The ScraperUtils::DateRangeUtils#calculate_date_ranges method provides a smart approach to searching historical records:

  • Always checks the most recent 4 days daily (configurable)
  • Progressively reduces search frequency for older records
  • Uses a progression from each 2 days and upwards to create an efficient search intervals
  • Configurable max_period (default is 2 days)
  • Merges adjacent search ranges and handles the changeover in search frequency by extending some searches

Example usage in your scraper:

date_ranges = ScraperUtils::DateRangeUtils.new.calculate_date_ranges
date_ranges.each do |from_date, to_date, _debugging_comment|
  # Adjust your normal search code to use for this date range
  your_search_records(from_date: from_date, to_date: to_date) do |record|
    # process as normal
  end
end

Typical server load compared to search all days each time:

  • Max period 2 days : ~59% of the 33 days selected (default, alternates between 57% and 61% covered)
  • Max period 3 days : ~50% of the 33 days selected (varies much more - between 33 and 67%)
  • Max period 4 days : ~46% (more efficient if you search back 50 or more days, varies between 15 and 61%)

See the DateRangeUtils class documentation for customizing defaults and passing options.

Cycle Utilities

Simple utility for cycling through options based on Julian day number to reduce server load and make your scraper seem less bot-like.

If the site uses tags like 'L28', 'L14' and 'L7' for the last 28, 14 and 7 days, an alternative solution is to cycle through ['L28', 'L7', 'L14', 'L7'] which would drop the load by 50% and be less bot-like.

# Toggle between main and alternate behaviour
alternate = ScraperUtils::CycleUtils.position(2).even?

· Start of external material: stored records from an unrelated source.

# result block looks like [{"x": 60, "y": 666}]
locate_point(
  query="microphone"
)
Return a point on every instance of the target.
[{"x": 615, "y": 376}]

# OR cycle through a list of values day by day:
period = ScraperUtils::CycleUtils.pick(['L28', 'L7', 'L14', 'L7'])

# Use with any cycle size
pos = ScraperUtils::CycleUtils.position(7) # 0-6 cycle

# Test with specific date
pos = ScraperUtils::CycleUtils.position(3, date: Date.new(2024, 1, 5))

# Override for testing
# CYCLE_POSITION=2 bundle exec ruby scraper.rb

For full details, see the CycleUtils class documentation.